Intro to GPGPU Programming with Cuda
Intro to GPGPU Programming with CudaIntro to GPGPU Programming with Cuda
Intro to GPGPU Programming with Cuda
 
Gcn performance ftw by stephan hodes
Gcn performance ftw by stephan hodesGcn performance ftw by stephan hodes
Gcn performance ftw by stephan hodes
 
GCD-FPGA-Based-DesignE
GCD-FPGA-Based-DesignEGCD-FPGA-Based-DesignE
GCD-FPGA-Based-DesignE
 

Recently uploaded

What are the features of Vehicle Tracking System?
What are the features of Vehicle Tracking System?What are the features of Vehicle Tracking System?
What are the features of Vehicle Tracking System?Watsoo Telematics
 
XpertSolvers: Your Partner in Building Innovative Software Solutions
XpertSolvers: Your Partner in Building Innovative Software SolutionsXpertSolvers: Your Partner in Building Innovative Software Solutions
XpertSolvers: Your Partner in Building Innovative Software SolutionsMehedi Hasan Shohan
 
Try MyIntelliAccount Cloud Accounting Software As A Service Solution Risk Fre...
Try MyIntelliAccount Cloud Accounting Software As A Service Solution Risk Fre...Try MyIntelliAccount Cloud Accounting Software As A Service Solution Risk Fre...
Try MyIntelliAccount Cloud Accounting Software As A Service Solution Risk Fre...MyIntelliSource, Inc.
 
Salesforce Certified Field Service Consultant
Salesforce Certified Field Service ConsultantSalesforce Certified Field Service Consultant
Salesforce Certified Field Service ConsultantAxelRicardoTrocheRiq
 
Advancing Engineering with AI through the Next Generation of Strategic Projec...

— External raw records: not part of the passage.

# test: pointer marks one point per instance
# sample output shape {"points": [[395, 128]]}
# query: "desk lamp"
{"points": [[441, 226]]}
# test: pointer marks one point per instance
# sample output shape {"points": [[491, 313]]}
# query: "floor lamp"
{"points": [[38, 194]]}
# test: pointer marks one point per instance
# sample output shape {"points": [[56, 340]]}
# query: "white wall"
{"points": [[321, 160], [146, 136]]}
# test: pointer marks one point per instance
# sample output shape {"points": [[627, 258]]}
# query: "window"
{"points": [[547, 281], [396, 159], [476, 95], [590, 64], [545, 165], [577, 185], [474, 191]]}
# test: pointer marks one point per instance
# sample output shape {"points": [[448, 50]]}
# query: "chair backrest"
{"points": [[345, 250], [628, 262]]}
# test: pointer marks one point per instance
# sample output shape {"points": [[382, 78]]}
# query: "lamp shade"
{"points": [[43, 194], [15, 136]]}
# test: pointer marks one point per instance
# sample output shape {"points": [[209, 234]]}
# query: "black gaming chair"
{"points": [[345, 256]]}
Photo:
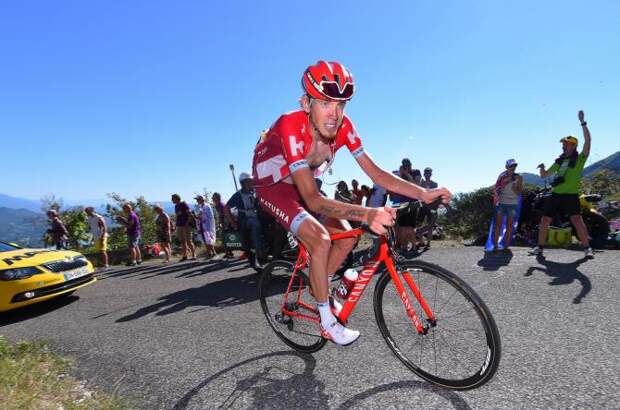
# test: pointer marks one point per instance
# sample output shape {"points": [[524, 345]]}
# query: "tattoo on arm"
{"points": [[342, 214]]}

Advancing Engineering with AI through the Next Generation of Strategic Projec...Advancing Engineering with AI through the Next Generation of Strategic Projec...
Advancing Engineering with AI through the Next Generation of Strategic Projec...OnePlan Solutions
 
Russian Call Girls in Karol Bagh Aasnvi ➡️ 8264348440 💋📞 Independent Escort S...

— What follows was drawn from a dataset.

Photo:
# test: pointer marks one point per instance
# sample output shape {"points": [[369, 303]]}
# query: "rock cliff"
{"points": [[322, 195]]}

Russian Call Girls in Karol Bagh Aasnvi ➡️ 8264348440 💋📞 Independent Escort S...Russian Call Girls in Karol Bagh Aasnvi ➡️ 8264348440 💋📞 Independent Escort S...

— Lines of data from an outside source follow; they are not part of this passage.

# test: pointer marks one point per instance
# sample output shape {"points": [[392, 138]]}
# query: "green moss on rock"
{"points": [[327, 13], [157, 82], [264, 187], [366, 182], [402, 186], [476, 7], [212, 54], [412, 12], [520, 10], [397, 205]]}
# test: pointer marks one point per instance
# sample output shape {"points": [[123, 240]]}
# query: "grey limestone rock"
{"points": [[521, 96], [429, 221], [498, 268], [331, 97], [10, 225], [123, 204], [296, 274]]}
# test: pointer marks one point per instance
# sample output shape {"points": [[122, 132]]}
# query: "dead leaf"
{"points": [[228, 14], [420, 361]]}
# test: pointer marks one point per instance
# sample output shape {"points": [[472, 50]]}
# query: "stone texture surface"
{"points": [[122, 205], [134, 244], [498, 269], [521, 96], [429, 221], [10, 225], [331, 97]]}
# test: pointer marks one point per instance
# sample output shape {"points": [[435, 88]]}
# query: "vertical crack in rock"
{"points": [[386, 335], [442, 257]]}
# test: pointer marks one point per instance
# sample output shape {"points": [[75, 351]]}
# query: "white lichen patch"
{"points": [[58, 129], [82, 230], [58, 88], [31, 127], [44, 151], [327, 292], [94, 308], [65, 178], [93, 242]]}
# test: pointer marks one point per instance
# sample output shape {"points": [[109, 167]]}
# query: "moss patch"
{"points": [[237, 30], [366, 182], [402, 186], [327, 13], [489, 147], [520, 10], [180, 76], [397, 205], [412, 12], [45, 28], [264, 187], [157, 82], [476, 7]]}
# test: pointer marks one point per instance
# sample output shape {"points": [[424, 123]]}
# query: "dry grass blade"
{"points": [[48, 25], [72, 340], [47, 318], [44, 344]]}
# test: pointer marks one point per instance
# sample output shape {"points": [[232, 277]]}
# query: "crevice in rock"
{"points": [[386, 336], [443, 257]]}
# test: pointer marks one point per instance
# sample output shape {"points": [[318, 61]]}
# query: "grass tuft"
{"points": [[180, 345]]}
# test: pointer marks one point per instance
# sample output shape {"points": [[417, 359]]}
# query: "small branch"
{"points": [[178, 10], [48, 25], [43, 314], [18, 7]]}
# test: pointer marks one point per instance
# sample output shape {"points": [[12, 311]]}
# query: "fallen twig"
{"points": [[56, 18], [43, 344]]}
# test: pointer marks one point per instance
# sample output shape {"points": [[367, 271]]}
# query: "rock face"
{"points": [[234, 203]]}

Russian Call Girls in Karol Bagh Aasnvi ➡️ 8264348440 💋📞 Independent Escort S...soniya singh
 
The Essentials of Digital Experience Monitoring_ A Comprehensive Guide.pdf
The Essentials of Digital Experience Monitoring_ A Comprehensive Guide.pdfThe Essentials of Digital Experience Monitoring_ A Comprehensive Guide.pdf
The Essentials of Digital Experience Monitoring_ A Comprehensive Guide.pdfkalichargn70th171
 
What is Fashion PLM and Why Do You Need It
What is Fashion PLM and Why Do You Need ItWhat is Fashion PLM and Why Do You Need It
What is Fashion PLM and Why Do You Need ItWave PLM
 
why an Opensea Clone Script might be your perfect match.pdf
why an Opensea Clone Script might be your perfect match.pdfwhy an Opensea Clone Script might be your perfect match.pdf
why an Opensea Clone Script might be your perfect match.pdfjoe51371421
 
Asset Management Software - Infographic
Asset Management Software - InfographicAsset Management Software - Infographic
Asset Management Software - InfographicHr365.us smith
 
ODSC - Batch to Stream workshop - integration of Apache Spark, Cassandra, Pos...
ODSC - Batch to Stream workshop - integration of Apache Spark, Cassandra, Pos...ODSC - Batch to Stream workshop - integration of Apache Spark, Cassandra, Pos...
ODSC - Batch to Stream workshop - integration of Apache Spark, Cassandra, Pos...Christina Lin
 
Cloud Management Software Platforms: OpenStack
Cloud Management Software Platforms: OpenStackCloud Management Software Platforms: OpenStack
Cloud Management Software Platforms: OpenStackVICTOR MAESTRE RAMIREZ
 
Building a General PDE Solving Framework with Symbolic-Numeric Scientific Mac...
Building a General PDE Solving Framework with Symbolic-Numeric Scientific Mac...Building a General PDE Solving Framework with Symbolic-Numeric Scientific Mac...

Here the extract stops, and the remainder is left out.